SpigotMC / BungeeCord

BungeeCord, the 6th in a generation of server portal suites. Efficiently proxies and maintains connections and transport between multiple Minecraft servers.
https://www.spigotmc.org/go/bungeecord
Other
1.56k stars 1.1k forks source link

Packet sending optimization #3392

Open andreasdc opened 2 years ago

andreasdc commented 2 years ago

Feature description

I run Spark and I noticed most of the cpu is being used on sending packets, maybe there are some ways to optimize it, for example like Paper did with their Spigot fork? Something like: https://github.com/PaperMC/Paper/blob/master/patches/server/0732-Allow-controlled-flushing-for-network-manager.patch https://github.com/PaperMC/Paper/blob/master/patches/server/0748-Consolidate-flush-calls-for-entity-tracker-packets.patch https://github.com/PaperMC/Paper/blob/master/patches/server/0757-Optimise-non-flush-packet-sending.patch https://github.com/PaperMC/Paper/blob/master/patches/server/0186-Disable-Explicit-Network-Manager-Flushing.patch It of course depends on what packets are being send and in what way. image

Goal of the feature

Optimized packet sending.

Unfitting alternatives

-

Checking

Outfluencer commented 2 years ago

I think that this is not feasible. BungeeCord directly forwards every single packet, also there is no tick frequency in wich bungeecord could flush unflushed packets. I thought about it and every possible way i found would end with delayed packet flushing. That would increase the ping. In spigot you could queue all packets to be flushed at the next tick or at the end of the current, only issue would be the keep alive and chat packet. we would need to flush them directly as chat is working async without server ticking and keep alive must be exactly as possible or the time in the keep alive need to be rewritet to the time the packet is flushed so we would have the exact time

Outfluencer commented 2 years ago

A possible way to do this with minimal latency increase would be to queue a flush 1ms after a packet is written. if this already is queued another packet would not queue the flush again it would just be flushed with the first written packet that queued the flush.

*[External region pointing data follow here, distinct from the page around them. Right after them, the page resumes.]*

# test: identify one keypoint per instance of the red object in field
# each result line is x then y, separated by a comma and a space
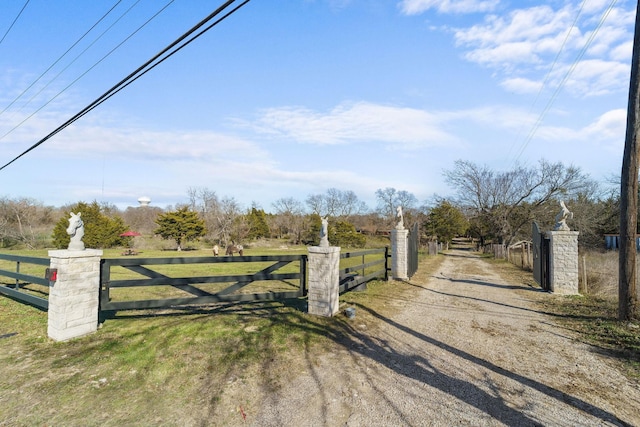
51, 274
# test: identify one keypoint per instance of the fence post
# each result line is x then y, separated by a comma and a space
563, 261
324, 280
73, 298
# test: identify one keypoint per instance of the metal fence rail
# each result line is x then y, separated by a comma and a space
226, 288
355, 275
17, 289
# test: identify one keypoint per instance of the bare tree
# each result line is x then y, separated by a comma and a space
289, 213
316, 204
388, 201
503, 204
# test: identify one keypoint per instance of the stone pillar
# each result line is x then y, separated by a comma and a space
73, 298
563, 262
324, 280
399, 253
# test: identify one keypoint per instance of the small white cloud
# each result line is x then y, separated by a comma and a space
359, 122
415, 7
610, 125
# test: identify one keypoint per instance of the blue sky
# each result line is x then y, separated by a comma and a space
293, 97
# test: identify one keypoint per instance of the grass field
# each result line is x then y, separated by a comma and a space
164, 367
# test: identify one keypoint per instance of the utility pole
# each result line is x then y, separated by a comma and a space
627, 296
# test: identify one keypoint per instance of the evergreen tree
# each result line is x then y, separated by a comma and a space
258, 226
182, 225
100, 230
445, 221
344, 234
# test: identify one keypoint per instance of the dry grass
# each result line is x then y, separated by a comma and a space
172, 367
592, 317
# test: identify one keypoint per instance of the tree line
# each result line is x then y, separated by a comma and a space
489, 205
27, 223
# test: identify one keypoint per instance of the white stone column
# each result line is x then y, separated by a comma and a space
563, 262
399, 253
324, 280
73, 298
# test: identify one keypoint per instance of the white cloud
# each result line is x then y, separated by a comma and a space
521, 85
609, 126
414, 7
358, 122
527, 42
140, 144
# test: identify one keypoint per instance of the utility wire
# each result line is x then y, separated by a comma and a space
564, 80
139, 72
59, 59
89, 69
551, 68
14, 21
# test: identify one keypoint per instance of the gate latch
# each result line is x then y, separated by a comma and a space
51, 274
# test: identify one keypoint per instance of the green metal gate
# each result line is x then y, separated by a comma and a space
131, 284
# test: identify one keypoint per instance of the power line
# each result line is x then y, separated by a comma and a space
14, 21
89, 69
140, 71
59, 58
551, 68
564, 80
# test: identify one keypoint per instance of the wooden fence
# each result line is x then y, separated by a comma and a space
23, 284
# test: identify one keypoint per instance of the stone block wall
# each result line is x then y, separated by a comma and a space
74, 297
563, 262
324, 280
399, 254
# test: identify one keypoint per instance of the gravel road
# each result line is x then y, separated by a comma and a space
466, 349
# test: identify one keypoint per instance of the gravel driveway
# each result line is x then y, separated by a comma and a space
466, 349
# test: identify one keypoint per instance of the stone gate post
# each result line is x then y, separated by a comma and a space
73, 298
563, 262
399, 253
324, 280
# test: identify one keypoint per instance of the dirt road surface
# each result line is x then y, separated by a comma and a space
465, 349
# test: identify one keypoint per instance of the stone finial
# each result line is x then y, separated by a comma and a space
76, 231
561, 218
400, 224
324, 233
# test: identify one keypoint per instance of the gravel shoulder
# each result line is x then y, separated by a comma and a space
465, 348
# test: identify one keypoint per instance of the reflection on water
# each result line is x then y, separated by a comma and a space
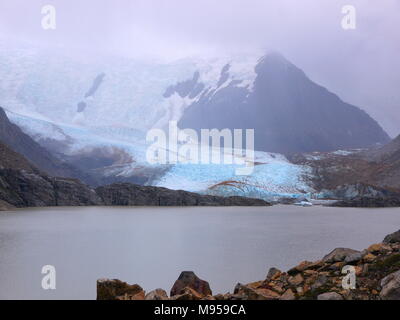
151, 246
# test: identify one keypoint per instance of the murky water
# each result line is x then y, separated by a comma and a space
151, 246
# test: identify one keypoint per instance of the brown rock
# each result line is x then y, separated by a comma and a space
187, 294
138, 296
273, 273
158, 294
392, 238
338, 254
190, 280
300, 268
330, 296
391, 287
288, 295
296, 280
247, 293
369, 258
379, 247
114, 289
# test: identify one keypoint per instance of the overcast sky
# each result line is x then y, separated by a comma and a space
362, 66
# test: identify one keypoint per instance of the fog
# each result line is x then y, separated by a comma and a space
361, 65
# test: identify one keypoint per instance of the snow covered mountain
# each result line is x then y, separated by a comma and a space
94, 113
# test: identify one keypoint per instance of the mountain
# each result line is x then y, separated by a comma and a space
12, 136
93, 114
23, 185
352, 170
288, 112
388, 158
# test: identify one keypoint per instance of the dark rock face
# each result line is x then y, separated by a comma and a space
29, 189
361, 190
364, 202
188, 279
391, 287
125, 194
288, 111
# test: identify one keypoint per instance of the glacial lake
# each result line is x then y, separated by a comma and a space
151, 246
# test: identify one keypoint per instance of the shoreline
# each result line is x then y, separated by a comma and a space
342, 274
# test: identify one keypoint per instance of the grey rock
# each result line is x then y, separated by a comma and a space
158, 294
330, 296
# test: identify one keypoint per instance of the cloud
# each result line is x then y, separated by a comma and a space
361, 65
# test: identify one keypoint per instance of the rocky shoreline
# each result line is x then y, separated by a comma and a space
31, 188
376, 270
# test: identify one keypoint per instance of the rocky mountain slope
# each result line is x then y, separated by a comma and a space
288, 112
376, 271
23, 185
379, 167
12, 136
96, 113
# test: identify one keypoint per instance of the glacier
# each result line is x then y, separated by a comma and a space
41, 91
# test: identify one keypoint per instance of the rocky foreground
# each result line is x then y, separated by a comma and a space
377, 271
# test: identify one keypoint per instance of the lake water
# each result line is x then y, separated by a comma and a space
151, 246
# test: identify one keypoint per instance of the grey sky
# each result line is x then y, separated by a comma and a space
361, 65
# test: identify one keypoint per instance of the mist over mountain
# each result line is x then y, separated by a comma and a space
94, 116
288, 112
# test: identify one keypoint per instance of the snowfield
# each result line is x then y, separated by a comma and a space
52, 97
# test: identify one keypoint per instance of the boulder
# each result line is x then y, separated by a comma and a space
273, 273
188, 293
248, 293
190, 280
116, 290
353, 258
330, 296
288, 295
392, 238
296, 280
391, 287
158, 294
338, 254
320, 281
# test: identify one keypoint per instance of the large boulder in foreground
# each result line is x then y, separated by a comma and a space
188, 279
392, 238
391, 287
117, 290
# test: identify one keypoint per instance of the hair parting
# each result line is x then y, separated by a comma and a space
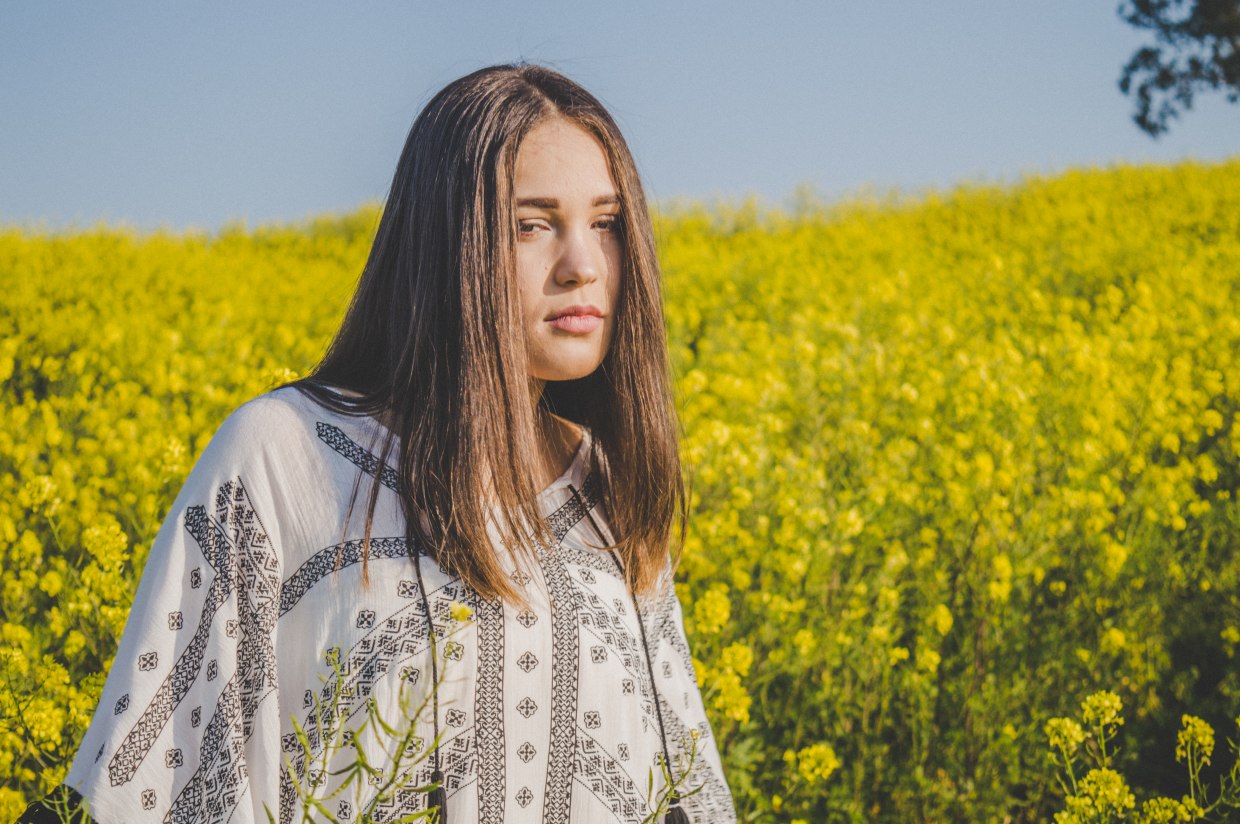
432, 343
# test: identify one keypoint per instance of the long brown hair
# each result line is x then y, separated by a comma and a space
432, 340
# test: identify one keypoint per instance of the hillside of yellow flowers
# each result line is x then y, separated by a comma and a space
960, 464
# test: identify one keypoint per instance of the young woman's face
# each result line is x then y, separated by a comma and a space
569, 250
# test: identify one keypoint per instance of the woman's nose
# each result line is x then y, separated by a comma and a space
580, 258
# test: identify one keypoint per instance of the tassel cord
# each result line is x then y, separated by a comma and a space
438, 796
675, 814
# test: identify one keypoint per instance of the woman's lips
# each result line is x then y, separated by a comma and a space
577, 324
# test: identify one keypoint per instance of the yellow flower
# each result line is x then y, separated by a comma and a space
816, 762
1102, 709
1195, 740
738, 658
940, 618
712, 610
1064, 735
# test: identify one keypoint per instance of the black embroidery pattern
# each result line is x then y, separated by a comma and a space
361, 457
599, 772
323, 563
489, 710
564, 606
221, 778
234, 532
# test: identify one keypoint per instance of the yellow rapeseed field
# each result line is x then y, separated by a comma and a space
961, 462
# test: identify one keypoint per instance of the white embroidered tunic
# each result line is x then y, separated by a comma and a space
252, 622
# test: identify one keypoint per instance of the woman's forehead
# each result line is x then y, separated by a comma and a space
557, 160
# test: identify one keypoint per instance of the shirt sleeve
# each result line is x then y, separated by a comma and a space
187, 725
685, 716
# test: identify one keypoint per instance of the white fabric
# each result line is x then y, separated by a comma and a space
547, 714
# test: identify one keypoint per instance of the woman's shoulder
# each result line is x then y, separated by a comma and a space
264, 421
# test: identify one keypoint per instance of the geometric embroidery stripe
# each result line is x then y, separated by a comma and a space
212, 539
712, 803
489, 711
562, 749
566, 656
325, 561
191, 803
351, 450
604, 776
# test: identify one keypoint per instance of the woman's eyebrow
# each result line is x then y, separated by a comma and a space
553, 203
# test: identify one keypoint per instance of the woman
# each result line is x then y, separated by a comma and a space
501, 383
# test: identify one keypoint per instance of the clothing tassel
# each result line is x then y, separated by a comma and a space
439, 797
676, 814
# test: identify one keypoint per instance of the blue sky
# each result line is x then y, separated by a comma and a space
180, 115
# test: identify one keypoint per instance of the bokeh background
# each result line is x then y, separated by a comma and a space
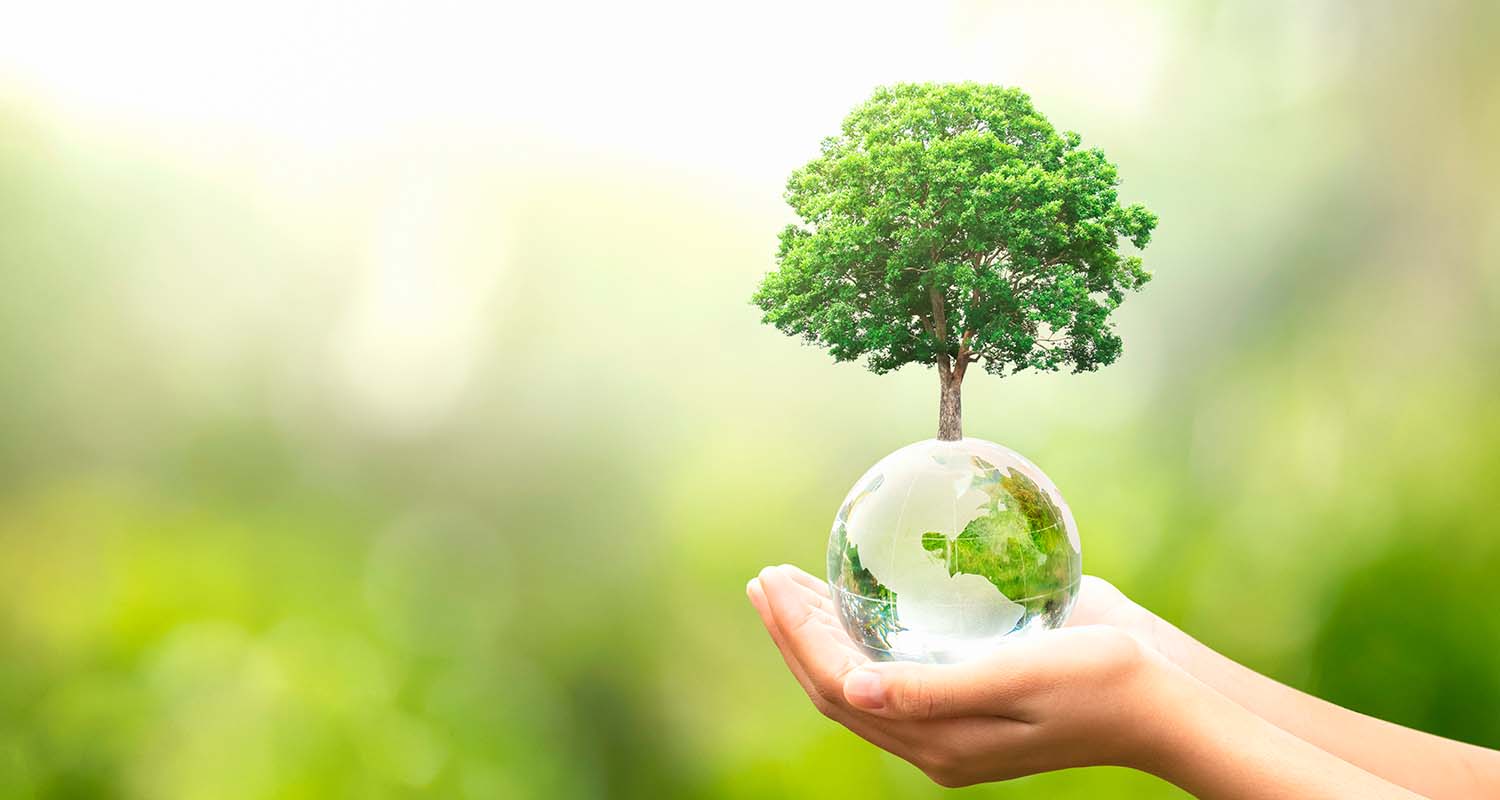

After the flush happend the next not flushed packet would queue the next flush in 1 ms so the first packet would have a 1ms delay and the packets that are witten after the first would have a delay less than 1ms

Janmm14 commented 2 years ago

I think that this is not feasible. BungeeCord directly forwards every single packet, also there is no tick frequency in wich bungeecord could flush unflushed packets. I thought about it and every possible way i found would end with delayed packet flushing. That would increase the ping. In spigot you could queue all packets to be flushed at the next tick or at the end of the current, only issue would be the keep alive and chat packet. we would need to flush them directly as chat is working async without server ticking and keep alive must be exactly as possible or the time in the keep alive need to be rewritet to the time the packet is flushed so we would have the exact time

You can easily also delay KeepAlive packets, else it'd not show the real delay of the network. The integer in KeepAlive packets does not need to be rewritten. The client has to match what the server sent, if a server switch happens maybe the new server gets an old keepalive packet answer from the previous server; but that problems exists already.

Yes, it'd make sense to still immediately flush chat packets, that difference can be made easily tho.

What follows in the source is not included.